Running deepspeech for more .wav files to infer the text


(Megha ) #1

I am able to get output for a single audio .wav file. Below is the command I am using.

(deepspeech-venv) megha@megha-medion:~/Alu_Meg/DeepSpeech_Alug_Meg/DeepSpeech$ ./deepspeech my_exportdir/model.pb/output_graph.pb models/alphabet.txt myAudio_for_testing.wav

here, myAudio_for_testing.wav is the audio file I am using to get the below output.

TensorFlow: v1.6.0-9-g236f83e
DeepSpeech: v0.1.1-44-gd68fde8
Warning: reading entire model file into memory. Transform model file into an mmapped graph to reduce heap usage.
2018-06-29 14:51:35.832686: I tensorflow/core/platform/cpu_feature_guard.cc:140] Your CPU supports instructions that this TensorFlow binary was not compiled to use: AVX2 FMA
heritor teay we decide the lunch ha annral limined eddition of y ye com im standmat

I also saving the output to some CSV file for now. But this is happening only for 1 audio file.
Here is my question,
I have around 2000 audio files like this. how can I read 1 by 1 and get output? I tried to write a script in python to read all the .wav audio files I have, but as deepspeech is using some sources which are kept in a virtual environment, I am not getting how I can I write my deepspeech command inside the script. Can you guys give me some hints to proceed with?

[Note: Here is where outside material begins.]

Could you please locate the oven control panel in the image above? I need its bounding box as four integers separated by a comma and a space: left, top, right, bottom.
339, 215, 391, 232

It will be a great help.

Thank you:)


(Lissyx) #2

You should just write your own script, inspired from ours: https://github.com/mozilla/DeepSpeech/blob/v0.1.1/native_client/python/client.py#L73

There we do only one inference, but you could loop on more files.


(Abby) #3

Were you able to create your own script, Can you share it?